In early 1992, ARCO drilled and perforated a sidetrack well in area of Prudhoe Bay undergoing waterflooding. Less than six months later, production was 90% water with less than 200 BOPD, as expected. The original perforations extended from X415 to X440 ft. C/O logging measurements were made in the shut-in well with three different tools - the RST tool and two sondes from other service companies.

The RST results confirmed depletion over the perforated interval (Tracks 2 and 3). Effects of the miscible gas flood sweep are apparent throughout the reservoir. The total inelastic count rate ratio of the near and far detectors indicates qualitatively the presenc of gas in the reservoir. In addition, differences between the openhole fluid analysis and the RST fluid analysis were assumed to be gas.

One potential bypassed zone, A, was identified from X280 to X290 ft. A second zone, B, based on the openhole logs and a C/O log from another service company, was proposed from X220 to X230 ft. The RST log shows zone B to contain more gas and water than zone A.

After assessing the openhole logs and the three C/O logs, ARCo decided to perforate zone B. The initial production was 1000 BOPD with a 75% water cut. Production declined to 200 BOPD with more than 95% water cut in a matter of weeks. The decline prompted ARCO to perforate zone A, commingling production from earlier perforations.
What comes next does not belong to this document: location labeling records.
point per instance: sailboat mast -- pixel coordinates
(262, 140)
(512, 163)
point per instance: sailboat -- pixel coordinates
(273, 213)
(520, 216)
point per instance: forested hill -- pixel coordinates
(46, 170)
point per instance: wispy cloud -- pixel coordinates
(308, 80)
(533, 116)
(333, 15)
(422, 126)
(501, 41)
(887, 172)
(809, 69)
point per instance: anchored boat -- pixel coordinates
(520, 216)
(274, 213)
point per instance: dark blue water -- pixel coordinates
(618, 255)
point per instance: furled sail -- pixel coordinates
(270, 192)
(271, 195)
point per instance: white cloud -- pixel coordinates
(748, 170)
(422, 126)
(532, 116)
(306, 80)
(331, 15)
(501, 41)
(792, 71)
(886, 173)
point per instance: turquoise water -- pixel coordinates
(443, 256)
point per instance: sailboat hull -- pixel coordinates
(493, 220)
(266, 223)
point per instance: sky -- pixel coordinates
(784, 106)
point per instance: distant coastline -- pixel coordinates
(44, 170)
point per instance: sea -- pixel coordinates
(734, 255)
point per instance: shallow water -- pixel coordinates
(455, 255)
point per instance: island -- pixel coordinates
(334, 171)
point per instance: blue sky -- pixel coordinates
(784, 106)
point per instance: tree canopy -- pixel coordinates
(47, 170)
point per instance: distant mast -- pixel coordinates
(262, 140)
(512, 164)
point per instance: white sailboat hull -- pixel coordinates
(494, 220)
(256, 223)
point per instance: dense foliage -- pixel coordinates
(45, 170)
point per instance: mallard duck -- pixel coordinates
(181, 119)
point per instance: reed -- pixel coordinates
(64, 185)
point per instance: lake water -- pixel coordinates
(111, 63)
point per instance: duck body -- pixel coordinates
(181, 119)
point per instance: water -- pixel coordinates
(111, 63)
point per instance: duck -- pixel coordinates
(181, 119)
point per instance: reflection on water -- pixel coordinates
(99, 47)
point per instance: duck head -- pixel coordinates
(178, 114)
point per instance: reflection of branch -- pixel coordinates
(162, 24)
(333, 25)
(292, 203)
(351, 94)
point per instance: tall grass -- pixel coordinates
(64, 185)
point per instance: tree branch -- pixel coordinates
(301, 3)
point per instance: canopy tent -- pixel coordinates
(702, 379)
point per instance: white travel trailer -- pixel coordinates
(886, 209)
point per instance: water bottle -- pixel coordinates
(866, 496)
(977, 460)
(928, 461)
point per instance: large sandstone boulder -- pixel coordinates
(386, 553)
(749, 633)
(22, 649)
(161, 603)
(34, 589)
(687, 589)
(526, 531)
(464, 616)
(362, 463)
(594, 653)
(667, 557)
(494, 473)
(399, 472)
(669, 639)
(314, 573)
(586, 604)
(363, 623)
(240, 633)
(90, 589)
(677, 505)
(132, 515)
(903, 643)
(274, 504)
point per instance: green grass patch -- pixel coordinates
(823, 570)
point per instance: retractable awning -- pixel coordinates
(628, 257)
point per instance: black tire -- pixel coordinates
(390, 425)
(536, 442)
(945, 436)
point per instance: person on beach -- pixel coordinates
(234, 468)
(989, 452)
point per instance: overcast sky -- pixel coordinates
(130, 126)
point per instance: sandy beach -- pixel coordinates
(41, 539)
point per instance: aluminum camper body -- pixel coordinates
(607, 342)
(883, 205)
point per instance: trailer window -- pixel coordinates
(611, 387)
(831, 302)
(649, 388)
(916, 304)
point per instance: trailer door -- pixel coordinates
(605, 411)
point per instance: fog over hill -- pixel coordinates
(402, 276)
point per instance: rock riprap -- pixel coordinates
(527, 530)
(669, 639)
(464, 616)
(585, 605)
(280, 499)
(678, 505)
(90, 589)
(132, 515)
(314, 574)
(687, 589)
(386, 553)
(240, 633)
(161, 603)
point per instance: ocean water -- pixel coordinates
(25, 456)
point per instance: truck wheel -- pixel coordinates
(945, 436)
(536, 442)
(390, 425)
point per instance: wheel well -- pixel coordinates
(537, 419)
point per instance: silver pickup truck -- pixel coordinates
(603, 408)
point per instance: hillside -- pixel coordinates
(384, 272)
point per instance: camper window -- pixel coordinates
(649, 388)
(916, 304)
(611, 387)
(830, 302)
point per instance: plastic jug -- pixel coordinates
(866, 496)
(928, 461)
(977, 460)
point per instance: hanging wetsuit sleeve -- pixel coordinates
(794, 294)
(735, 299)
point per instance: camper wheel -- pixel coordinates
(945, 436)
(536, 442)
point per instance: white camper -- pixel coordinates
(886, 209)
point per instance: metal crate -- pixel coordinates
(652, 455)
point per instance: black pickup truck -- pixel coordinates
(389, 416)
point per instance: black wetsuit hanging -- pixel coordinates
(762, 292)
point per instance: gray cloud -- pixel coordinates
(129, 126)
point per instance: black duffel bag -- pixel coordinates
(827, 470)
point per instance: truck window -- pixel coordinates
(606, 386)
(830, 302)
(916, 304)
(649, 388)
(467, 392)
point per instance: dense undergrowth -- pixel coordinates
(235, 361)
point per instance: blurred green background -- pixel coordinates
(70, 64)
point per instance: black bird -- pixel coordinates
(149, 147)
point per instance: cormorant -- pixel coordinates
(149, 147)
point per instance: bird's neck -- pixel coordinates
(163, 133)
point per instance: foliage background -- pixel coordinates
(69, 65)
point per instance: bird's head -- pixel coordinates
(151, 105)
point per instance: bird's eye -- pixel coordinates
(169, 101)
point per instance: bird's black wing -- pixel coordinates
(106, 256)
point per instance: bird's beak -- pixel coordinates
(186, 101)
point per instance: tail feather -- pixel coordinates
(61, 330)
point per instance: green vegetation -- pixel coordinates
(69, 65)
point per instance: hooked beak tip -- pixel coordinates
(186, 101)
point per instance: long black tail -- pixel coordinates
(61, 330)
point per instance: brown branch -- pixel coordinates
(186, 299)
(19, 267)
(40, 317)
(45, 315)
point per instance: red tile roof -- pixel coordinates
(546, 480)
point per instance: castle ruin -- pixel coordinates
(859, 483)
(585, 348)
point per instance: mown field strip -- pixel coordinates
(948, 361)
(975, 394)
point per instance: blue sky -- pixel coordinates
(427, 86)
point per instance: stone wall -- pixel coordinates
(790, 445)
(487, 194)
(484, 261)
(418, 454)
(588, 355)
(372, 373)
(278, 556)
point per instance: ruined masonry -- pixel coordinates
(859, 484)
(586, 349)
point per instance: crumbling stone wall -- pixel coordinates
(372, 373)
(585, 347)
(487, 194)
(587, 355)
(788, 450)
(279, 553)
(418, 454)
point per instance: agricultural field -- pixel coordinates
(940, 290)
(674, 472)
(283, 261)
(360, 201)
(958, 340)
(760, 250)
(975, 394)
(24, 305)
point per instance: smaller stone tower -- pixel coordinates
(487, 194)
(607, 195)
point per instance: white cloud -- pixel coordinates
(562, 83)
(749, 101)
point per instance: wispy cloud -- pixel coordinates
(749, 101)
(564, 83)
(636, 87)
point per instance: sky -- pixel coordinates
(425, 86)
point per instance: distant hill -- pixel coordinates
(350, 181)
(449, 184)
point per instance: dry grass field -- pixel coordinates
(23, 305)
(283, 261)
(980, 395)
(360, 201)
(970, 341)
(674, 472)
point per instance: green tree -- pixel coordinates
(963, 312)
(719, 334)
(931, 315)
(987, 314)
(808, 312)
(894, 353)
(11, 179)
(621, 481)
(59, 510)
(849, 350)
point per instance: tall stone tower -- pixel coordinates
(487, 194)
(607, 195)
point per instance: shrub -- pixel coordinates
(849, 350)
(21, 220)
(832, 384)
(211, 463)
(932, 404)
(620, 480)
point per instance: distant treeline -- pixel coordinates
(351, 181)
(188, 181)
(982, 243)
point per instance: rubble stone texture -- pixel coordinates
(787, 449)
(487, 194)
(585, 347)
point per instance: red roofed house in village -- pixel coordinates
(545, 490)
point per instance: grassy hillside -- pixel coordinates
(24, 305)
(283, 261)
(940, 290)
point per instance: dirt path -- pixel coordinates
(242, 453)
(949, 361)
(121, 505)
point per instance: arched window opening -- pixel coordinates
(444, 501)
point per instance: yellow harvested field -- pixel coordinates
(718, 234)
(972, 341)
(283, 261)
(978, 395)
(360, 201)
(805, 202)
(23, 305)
Production increased to an average of 600 BOPD and the water cut decreased to 90%. Subsequent production logs confirm that zone A is producing oil and gas and zone B is producing all of the water with some oil.

Modes of Operation

Flexibility is a key advantage of the RST tool. It operates in three modes that can be changed in real time while logging:

  • inelasitc-capture mode
  • capture-sigma mode
  • sigma mode

Inelastic-capture mode: The inelastic-capture mode offers C/O measurements for determining saturations when the formation water salinity is unknown, varying or too low for TDT logging. In addition to C/O logging , thermal neutron capture gamma-ray spectra are recorded after the neutron burst. Elemental yields from these spectra provide lithology, porosity and apparent water salinity information.